В развернутом пакетике обнаружилась щепотка белого порошка. Прадон осторожно выложил крохотную кучку на краешек лезвия, еще раз удостоверился, что его никто не видит, громко прочистил правую ноздрю, зажал пальцем левую, поднес лезвие к носу и коротким, но энергичным вдохом втянул в себя порошок.
Затем глубоко и удовлетворенно вздохнул и повторил ту же операцию с левой ноздрей. По эту сторону процедура была менее удобной, и все жесты, соответственно, — чуть более неловкими. Вдыхая порошок, он неловко дернул рукой, и лезвие, пройдя дальше, чем нужно, глубоко вонзилось в кожу.

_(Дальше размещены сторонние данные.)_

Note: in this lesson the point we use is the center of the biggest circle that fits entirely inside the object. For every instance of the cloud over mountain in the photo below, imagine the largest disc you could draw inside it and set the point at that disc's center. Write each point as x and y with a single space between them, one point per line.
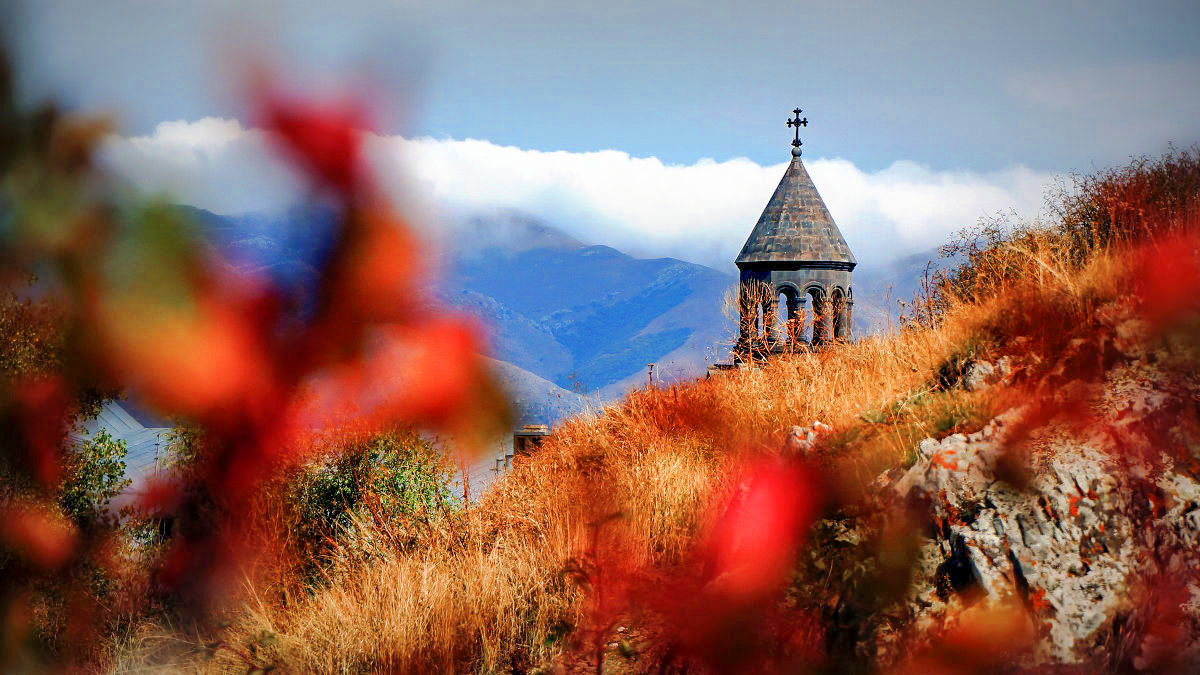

Кровь обильно брызнула на Прадона и вокруг него. Он вскрикнул, лихорадочно нажал на кнопку интерфона. Примчалась Брижит. Час спустя, заклеив кожу под носом пластырем, он впустил к себе в кабинет Кэтлин Кейн.
Ей было чуть за сорок. Высокая стройная блондинка с мягкими, слегка растрепанными волосами. Мысли Прадона были заняты только его дурацким пластырем.